The Organizing Committee of INTERSPEECH 2023 can confirm the following Tutorials will take place on Sunday, 20th August in the Convention Centre Dublin.

Morning Tutorials

T1: Speech Assessment Metrics: From Psychoacoustics to Machine Learning

Fei Chen (Department of Electrical and Electronic Engineering, Southern University of Science and Technology, China) and Yu Tsao (The Research Center for Information Technology Innovation (CITI), Academia Sinica, Taiwan)

An important measure of the effectiveness of speech technology applications is the intelligibility and quality of the processed speech signals provided by these applications. A number of speech evaluation metrics have been derived to quantitatively measure specific properties of speech signals. Objective speech assessment metrics have been developed as surrogates for human listening tests. Speech assessment metrics based on deep learning-based models have garnered significant attention.


T2: Recent Advances in Speech Processing, Multi-talker ASR and Diarization for Cocktail Party Problem

Shi-Xiong Zhang (Tencent AI lab, Bellevue, USA), Yong Xu (Tencent AI lab, Bellevue, USA), Shinji Watanabe (Carnegie Mellon University, Pittsburgh, USA) and Dong Yu (Tencent AI lab, Bellevue, USA)

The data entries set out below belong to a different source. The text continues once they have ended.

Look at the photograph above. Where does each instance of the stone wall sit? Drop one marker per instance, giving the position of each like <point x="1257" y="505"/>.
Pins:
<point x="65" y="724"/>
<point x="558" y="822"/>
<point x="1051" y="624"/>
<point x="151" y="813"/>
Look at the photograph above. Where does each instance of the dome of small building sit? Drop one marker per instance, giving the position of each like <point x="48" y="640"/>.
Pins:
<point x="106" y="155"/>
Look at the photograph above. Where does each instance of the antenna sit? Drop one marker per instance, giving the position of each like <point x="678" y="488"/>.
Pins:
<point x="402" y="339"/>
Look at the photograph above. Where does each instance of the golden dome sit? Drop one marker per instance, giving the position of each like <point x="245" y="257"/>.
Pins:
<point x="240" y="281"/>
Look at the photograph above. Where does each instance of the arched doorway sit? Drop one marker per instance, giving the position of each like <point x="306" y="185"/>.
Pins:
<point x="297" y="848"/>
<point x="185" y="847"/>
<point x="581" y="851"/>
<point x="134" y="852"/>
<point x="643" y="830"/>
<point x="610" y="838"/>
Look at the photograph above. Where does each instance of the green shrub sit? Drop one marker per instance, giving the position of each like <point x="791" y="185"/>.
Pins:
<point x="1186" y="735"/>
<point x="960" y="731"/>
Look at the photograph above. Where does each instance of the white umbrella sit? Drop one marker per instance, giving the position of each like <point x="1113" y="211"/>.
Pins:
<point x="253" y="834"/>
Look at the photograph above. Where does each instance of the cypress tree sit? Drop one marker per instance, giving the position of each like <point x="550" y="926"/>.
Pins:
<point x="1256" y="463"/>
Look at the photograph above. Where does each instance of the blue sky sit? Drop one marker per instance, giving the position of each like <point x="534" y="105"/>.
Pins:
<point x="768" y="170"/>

A new trend in today’s speech fields is to develop systems towards solving more wild and more challenging scenarios such as multiple simultaneous speakers in meetings or cocktail party environments. Significant research activity has occurred in recent years in these fields and great advances have been made. This tutorial will bring together all the state-of-the-art researches on solving “Who said What and When” in multi-talker scenarios, including: 1) front-end speech separation and beamforming; back-end speaker diarization and speech recognition; 2) modeling techniques for single-channel, multi- channel or audio-visual inputs; 3) the pipeline systems of multiple speech modules vs the end-to-end integrated neural networks. The goal is to give audiences a complete picture of this cross-disciplinary field and enlighten the future directions and collaborations.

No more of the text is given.